Wenn du denn auch mit deiner armen Schwester
Und ihrem Jammer schneller fertig wirst,
Wie sie in bessrer Zeit mit deiner Hand,
Als sie der wüt'ge Hirsch dir aufgeschlitzt;
Wenn du dem Schmerz, der ruhig sagen kann:
Ist meinesgleichen irgend noch auf Erden,
So will ich lachen und mich selbst verspotten,
Und alle segnen, die ich sonst verflucht!

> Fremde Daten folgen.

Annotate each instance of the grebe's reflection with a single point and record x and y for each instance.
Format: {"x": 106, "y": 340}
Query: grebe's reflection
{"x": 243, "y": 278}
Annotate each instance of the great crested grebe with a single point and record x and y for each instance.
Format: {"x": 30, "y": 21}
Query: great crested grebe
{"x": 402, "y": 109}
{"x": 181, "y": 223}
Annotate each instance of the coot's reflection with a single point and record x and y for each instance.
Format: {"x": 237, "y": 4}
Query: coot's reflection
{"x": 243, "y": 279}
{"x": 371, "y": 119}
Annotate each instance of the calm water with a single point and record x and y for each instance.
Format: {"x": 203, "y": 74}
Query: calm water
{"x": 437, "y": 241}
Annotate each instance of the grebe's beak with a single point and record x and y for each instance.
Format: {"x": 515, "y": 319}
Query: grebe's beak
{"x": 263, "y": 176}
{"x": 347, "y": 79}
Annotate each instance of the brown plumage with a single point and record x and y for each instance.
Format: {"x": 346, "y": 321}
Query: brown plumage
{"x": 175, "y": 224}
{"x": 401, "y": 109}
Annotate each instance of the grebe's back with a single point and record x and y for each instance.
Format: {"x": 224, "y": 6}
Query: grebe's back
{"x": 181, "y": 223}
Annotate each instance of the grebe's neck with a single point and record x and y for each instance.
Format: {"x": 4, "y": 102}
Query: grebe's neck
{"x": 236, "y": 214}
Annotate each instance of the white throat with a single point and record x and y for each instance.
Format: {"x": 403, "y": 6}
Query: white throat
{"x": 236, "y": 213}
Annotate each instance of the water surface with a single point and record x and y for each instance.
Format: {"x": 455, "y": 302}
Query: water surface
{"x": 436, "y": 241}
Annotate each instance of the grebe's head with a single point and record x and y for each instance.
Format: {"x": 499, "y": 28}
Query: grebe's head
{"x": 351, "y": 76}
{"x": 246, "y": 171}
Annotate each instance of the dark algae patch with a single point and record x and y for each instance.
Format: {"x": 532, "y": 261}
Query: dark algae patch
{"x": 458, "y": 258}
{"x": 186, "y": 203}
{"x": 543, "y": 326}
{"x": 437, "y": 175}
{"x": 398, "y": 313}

Wenn du ihm kalt den kleinsten Trost verweigerst
Und ihn von hinnen schreckst mit finstern Brauen:
Erwäg es doch und nimm dein Wort zurück.
Ich bin's ja nicht allein, die Klage ruft,
Es ruft das ganze Land mit mir, das Kind
Braucht seinen ersten Odemzug dazu,
Der Greis den letzten, Bräutigam und Braut
Den köstlichsten, du wirst es schaudernd sehn,
Wenn's dir gefällt, sie vor den Thron zu laden,
Daß jedes Alter, jeder Stand erscheint.
Denn, wie die brechend-schwere Donnerwolke,
Hängt diese Blutschuld über ihnen allen
Und dräut mit jedem Augenblicke mehr.
Die schwangern Weiber zittern, zu gebären,
Weil sie nicht wissen, ob kein Ungeheuer
In ihrem Mutterschoß herangereift,
Und daß uns Sonn und Mond noch immer leuchten,
Gilt manchem schon als Wunder der Natur.
Wenn du dein königliches Amt versäumst,
So könnten sie zur Eigenhülfe greifen,
Wie's einst geschah, bevor's noch Kön'ge gab,
Und wenn sich alle wild zusammenrotten,
So dürften sie, da du nun einmal fürchtest,
Noch fürchterlicher, als der Tronjer, sein!